Herz’s music makes ‘no pretence at depth or intensity’, observed Arthur Loesser in his magisterial Men, Women and Pianos (Simon & Schuster, 1954), ‘but contain[s] many a graceful loop of arpeggio, many a thrum of titillating repeated notes, many a provocative octave leap’. The success or failure of such a bon-bon relies entirely on the execution of the soloist who must combine those characteristics for which Herz was so renowned. When he first toured the United States in 1846, even the conservative Bostonian critic John Sullivan Dwight fell under his spell, praising ‘the exquisite finish’ of his playing and stating that the ‘precision and delicacy of his touch surpassed everything we have heard’. (For further biographical information on Henri Herz, the reader is referred to the booklet for Volume 35.)

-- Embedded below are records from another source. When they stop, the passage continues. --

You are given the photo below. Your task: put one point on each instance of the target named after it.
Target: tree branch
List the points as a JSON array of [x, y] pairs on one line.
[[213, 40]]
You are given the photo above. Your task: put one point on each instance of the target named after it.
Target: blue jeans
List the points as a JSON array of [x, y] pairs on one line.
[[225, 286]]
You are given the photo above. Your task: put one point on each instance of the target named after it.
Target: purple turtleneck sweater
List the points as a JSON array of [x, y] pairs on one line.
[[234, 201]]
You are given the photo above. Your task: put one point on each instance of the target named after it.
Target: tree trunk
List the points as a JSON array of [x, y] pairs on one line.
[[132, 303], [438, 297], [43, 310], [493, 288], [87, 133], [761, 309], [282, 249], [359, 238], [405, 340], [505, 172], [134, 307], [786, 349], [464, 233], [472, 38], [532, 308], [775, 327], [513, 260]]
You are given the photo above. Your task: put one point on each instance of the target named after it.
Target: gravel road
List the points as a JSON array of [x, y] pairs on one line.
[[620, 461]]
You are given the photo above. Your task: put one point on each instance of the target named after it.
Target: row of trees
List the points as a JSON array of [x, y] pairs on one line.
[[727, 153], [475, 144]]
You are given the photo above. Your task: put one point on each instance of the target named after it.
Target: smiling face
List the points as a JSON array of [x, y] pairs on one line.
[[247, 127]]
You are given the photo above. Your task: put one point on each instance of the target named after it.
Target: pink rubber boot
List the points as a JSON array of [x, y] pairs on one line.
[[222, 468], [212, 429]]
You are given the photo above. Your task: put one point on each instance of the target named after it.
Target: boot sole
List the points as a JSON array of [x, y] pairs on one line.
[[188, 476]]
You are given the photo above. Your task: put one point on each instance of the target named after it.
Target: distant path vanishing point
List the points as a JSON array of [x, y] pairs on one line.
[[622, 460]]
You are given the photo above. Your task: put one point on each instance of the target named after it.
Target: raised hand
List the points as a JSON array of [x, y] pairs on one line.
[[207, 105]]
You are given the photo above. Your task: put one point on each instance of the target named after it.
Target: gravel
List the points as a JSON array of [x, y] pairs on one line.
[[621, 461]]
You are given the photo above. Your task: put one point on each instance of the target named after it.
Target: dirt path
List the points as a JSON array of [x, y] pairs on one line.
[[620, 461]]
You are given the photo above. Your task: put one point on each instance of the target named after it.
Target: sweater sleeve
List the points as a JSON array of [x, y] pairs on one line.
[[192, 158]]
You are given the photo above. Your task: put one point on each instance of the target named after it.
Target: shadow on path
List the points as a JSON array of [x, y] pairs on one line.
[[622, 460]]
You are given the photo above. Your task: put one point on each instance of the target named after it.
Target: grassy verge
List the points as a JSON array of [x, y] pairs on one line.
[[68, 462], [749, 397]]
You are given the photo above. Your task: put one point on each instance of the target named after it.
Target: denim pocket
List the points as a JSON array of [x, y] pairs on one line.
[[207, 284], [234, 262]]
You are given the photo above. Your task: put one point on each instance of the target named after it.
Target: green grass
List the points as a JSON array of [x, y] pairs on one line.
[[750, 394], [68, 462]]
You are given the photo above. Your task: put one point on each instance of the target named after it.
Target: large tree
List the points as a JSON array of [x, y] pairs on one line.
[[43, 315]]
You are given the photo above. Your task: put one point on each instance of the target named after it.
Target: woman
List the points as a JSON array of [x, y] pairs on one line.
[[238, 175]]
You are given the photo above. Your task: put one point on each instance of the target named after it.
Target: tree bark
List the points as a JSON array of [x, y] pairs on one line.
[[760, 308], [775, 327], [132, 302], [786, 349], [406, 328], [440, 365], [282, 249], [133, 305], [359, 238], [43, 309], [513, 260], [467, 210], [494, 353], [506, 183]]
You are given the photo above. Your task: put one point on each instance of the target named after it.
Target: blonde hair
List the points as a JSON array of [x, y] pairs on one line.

The final work of this volume, Le rêve, also forms an appendage to earlier recordings by the same artists: Friedrich Kalkbrenner’s four piano concertos and the Adagio ed Allegro di bravura, Op 102, can be found on volumes 41 and 56 of Hyperion’s Romantic Piano Concerto series (CDA67535 and CDA67843) with full details of Kalkbrenner’s life and career. He was not the most popular personality among his peers, mocked as much for his vanity and name-dropping as his snobbery and conceit. When Clara Schumann heard a sextet by Kalkbrenner at a concert (though it might as easily have been Le rêve), she noticed the composer sitting in the front row ‘smiling sweetly, and highly satisfied with himself and his creation. He always looked as if he were saying, “Oh God, I and all mankind must thank Thee that Thou hast created a mind like mine.”’

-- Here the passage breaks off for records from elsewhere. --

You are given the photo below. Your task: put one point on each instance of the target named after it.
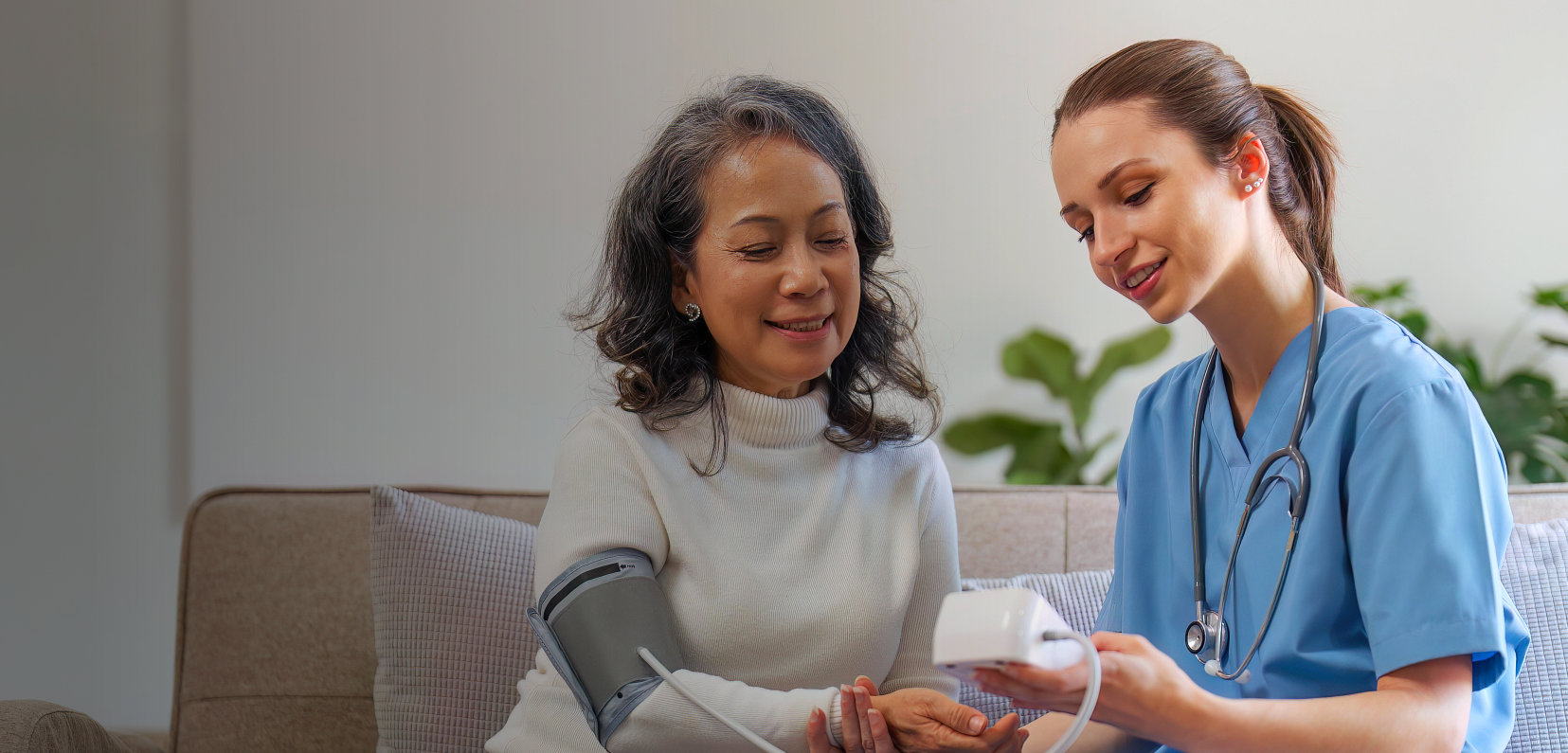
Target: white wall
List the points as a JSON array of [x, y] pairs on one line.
[[91, 356], [392, 201]]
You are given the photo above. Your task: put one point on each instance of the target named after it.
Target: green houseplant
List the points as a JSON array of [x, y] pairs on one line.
[[1524, 406], [1050, 451]]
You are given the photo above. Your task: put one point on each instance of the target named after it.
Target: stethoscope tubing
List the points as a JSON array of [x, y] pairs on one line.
[[1259, 485]]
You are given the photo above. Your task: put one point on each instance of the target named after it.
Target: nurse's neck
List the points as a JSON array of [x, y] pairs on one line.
[[1252, 314]]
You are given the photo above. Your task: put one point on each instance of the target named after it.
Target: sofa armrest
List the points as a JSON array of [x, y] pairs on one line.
[[41, 726]]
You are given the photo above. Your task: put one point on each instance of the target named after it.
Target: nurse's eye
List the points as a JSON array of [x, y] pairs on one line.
[[756, 253]]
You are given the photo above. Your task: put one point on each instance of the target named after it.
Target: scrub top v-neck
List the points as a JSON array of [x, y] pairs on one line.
[[1399, 549]]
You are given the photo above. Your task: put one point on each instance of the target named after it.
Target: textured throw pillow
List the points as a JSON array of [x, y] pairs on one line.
[[449, 588], [1536, 575], [1076, 597]]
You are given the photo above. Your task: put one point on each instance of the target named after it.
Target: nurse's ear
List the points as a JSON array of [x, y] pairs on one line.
[[1250, 167]]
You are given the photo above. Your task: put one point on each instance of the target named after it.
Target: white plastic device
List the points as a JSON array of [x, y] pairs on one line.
[[991, 628]]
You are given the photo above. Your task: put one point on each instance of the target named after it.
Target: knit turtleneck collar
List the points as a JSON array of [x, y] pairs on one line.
[[764, 421]]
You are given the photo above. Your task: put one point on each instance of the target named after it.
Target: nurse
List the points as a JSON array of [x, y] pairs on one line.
[[1197, 191]]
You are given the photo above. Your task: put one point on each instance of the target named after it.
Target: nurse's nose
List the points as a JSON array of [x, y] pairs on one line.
[[1108, 243]]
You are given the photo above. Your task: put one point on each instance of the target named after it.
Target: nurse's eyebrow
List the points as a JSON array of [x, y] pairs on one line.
[[1112, 174], [768, 219], [1104, 182]]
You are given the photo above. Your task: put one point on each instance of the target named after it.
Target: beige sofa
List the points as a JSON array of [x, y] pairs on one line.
[[275, 638]]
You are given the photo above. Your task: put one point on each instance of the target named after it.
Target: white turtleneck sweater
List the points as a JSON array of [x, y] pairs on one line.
[[794, 570]]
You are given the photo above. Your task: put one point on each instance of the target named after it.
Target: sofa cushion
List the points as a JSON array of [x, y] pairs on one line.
[[1074, 595], [41, 726], [1536, 575], [449, 590]]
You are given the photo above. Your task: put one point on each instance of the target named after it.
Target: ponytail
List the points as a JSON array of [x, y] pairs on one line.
[[1307, 201], [1199, 88]]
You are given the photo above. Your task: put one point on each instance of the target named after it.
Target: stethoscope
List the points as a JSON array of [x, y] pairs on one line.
[[1208, 634]]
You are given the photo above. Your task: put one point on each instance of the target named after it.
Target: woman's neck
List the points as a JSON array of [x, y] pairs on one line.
[[1253, 313]]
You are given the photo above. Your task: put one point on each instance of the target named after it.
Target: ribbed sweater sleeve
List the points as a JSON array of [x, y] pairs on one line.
[[935, 579]]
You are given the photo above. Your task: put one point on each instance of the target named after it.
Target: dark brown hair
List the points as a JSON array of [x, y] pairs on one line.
[[1199, 88], [668, 366]]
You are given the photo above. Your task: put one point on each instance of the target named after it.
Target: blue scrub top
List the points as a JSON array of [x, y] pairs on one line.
[[1397, 552]]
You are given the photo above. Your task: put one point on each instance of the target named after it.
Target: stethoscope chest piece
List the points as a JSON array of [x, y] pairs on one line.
[[1206, 636]]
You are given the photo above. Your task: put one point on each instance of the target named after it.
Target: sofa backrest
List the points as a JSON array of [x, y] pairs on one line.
[[275, 645]]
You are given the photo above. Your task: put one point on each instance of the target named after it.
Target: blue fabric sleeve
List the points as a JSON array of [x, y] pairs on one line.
[[1427, 518], [1110, 609]]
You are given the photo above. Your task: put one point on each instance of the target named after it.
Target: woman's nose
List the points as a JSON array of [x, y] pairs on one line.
[[1110, 242], [803, 275]]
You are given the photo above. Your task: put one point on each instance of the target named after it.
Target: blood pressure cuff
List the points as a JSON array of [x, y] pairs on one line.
[[593, 619]]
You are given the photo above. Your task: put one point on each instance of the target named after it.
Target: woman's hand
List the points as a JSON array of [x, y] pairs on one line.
[[1142, 690], [866, 729], [868, 736], [922, 721]]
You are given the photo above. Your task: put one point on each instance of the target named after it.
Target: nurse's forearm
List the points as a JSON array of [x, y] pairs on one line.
[[1419, 708]]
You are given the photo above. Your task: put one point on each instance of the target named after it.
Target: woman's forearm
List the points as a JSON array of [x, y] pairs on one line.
[[1098, 738]]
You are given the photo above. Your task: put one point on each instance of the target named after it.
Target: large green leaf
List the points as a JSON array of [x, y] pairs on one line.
[[1523, 413], [1551, 296], [1040, 458], [988, 432], [1134, 350], [1045, 358]]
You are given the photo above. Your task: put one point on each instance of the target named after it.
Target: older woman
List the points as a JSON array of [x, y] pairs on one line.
[[800, 530]]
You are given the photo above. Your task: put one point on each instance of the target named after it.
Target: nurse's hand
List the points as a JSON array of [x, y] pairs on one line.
[[1142, 690]]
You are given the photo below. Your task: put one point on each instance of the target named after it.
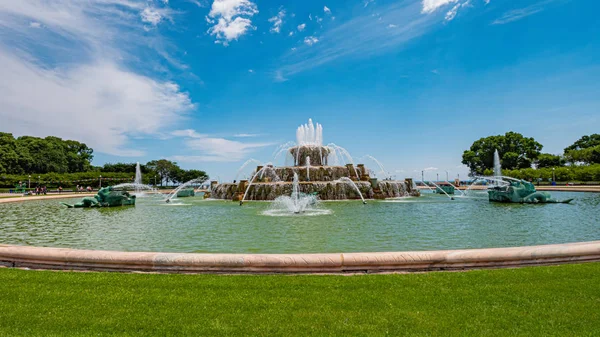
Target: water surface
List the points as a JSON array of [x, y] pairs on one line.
[[197, 225]]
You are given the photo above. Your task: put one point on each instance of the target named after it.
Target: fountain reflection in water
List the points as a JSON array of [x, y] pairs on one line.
[[137, 186], [349, 181], [297, 203], [170, 196]]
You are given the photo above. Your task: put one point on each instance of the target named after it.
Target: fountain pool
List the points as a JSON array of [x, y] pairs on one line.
[[216, 226]]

Le rêve, composed in 1833, is an effective little showpiece that ‘displays himself in all that natural, virtuoso amiability, which we prize so highly in him’, as Robert Schumann wrote when reviewing Kalkbrenner’s fourth piano concerto. ‘Let him keep his old, well-deserved fame, as one of the most gifted and masterly pianoforte composers for hand and finger—one who uses light weapons with the greatest possible dexterity—and let him delight us anew with his dazzling trills and flying triplets; we esteem them far more highly than his four-part fugue passages, his falsely melancholy suspensions, etc.’ Written in F sharp minor (the ‘romantic’ key), Le rêve is dedicated to Czerny and subtitled ‘Grande Fantaisie’—almost a medley of contrasting tempi, moods and melodies, ending with a march that utilizes machine-gun octaves, brilliant scale passages and all the other formidable arsenal of weapons at Kalkbrenner’s disposal. Whatever his faults as a man and composer, he certainly knew his way around the keyboard.